5 The Christians form among themselves secret societies that exist outside the system of laws……an obscure and mysterious community founded on revolt and on the advantage that accrues from it.
Origen, Against Celsus VIII.17; III.14.
6 They charge us on two points: that we do not sacrifice and that we do not believe in the same gods as the State.
7 Tiberius suppressed foreign cults and Egyptian and Jewish religious rites and forced those who were enslaved by this kind of superstition to burn their religious vestments and all the paraphernalia of their cults. He dispersed Jewish youths to provinces with a more rugged climate, ostensibly to do military service. Others belonging to this people, or persons holding similar beliefs, he removed from the city on pain of slavery for life if they did not want to obey.
Suetonius (d. A.D. 140) on Tiberius, who ruled A.D. 14–-37, ch. 36
8 No humane endeavors, no princely generosity, no efforts to placate the gods were able to dispel the scandalous suspicion that the burning of the city was the result of an order.
To silence this rumor, Nero pushed the Christians forward as the culprits and punished them with ingenious cruelty, as they were generally hated for their infamous deeds.
The one from whom this name originated, Christ, had been executed during the reign of Tiberius at the hands of the procurator, Pontius Pilate.
For a time this pernicious superstition was suppressed, but it broke out again, not only in Judea where this evil thing began, but even in the city itself where everything atrocious and shameful from all quarters flows together and finds adherents.
To begin with, those who openly confessed were arrested, and then a vast multitude was convicted on the basis of their disclosures, not so much on the charge of arson as for their hatred of the human race.
Their execution was made into a game: they were covered with the skins of wild animals and torn to pieces by dogs.
They were hung on crosses.
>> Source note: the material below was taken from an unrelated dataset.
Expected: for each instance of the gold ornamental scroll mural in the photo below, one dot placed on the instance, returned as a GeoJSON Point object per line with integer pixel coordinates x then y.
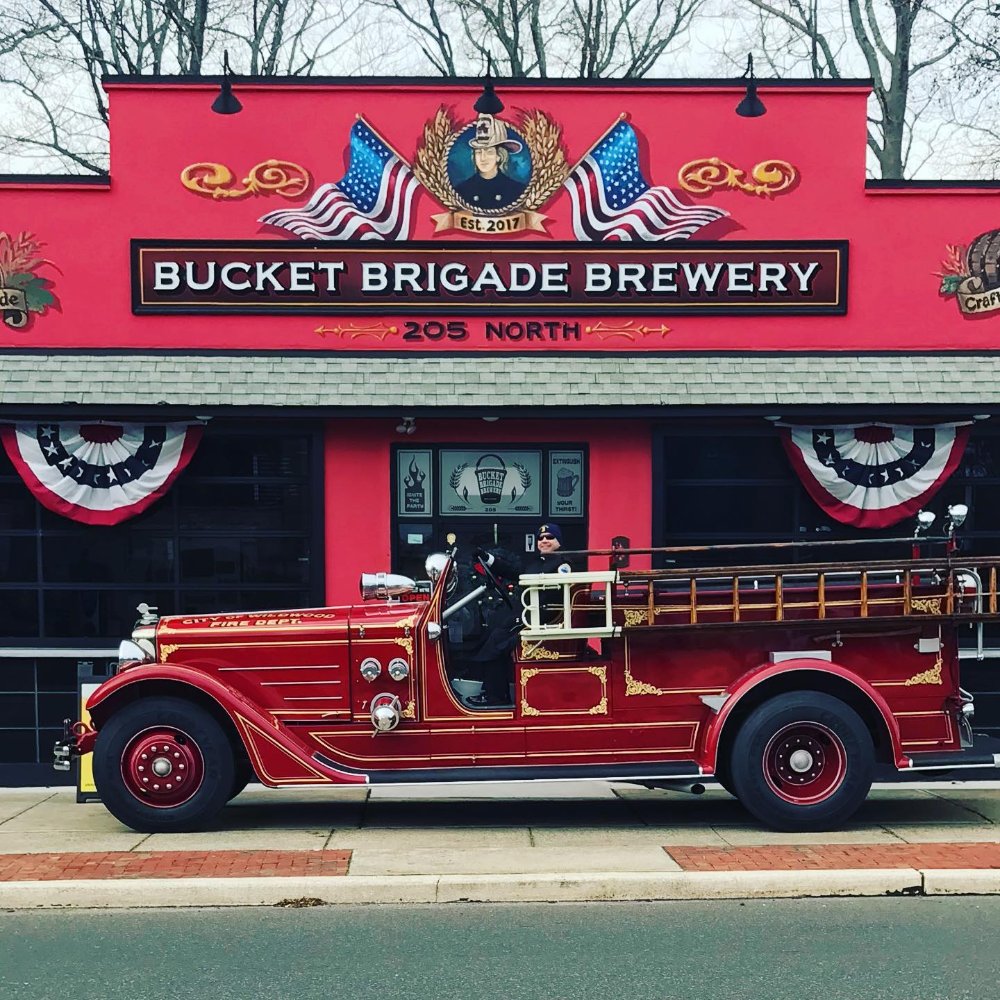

They were burned, wrapped in flammable material and set on fire as darkness fell, to illuminate the night.
Nero had opened his gardens for this spectacle and put on circus games.
He himself mingled with the crowd dressed as a charioteer or stood up high on a chariot.
Although these people were guilty and deserved the severest penalty, all this gave rise to compassion for them, for it was felt that they were being victimized, not for the public good, but to satiate the cruelty of one man.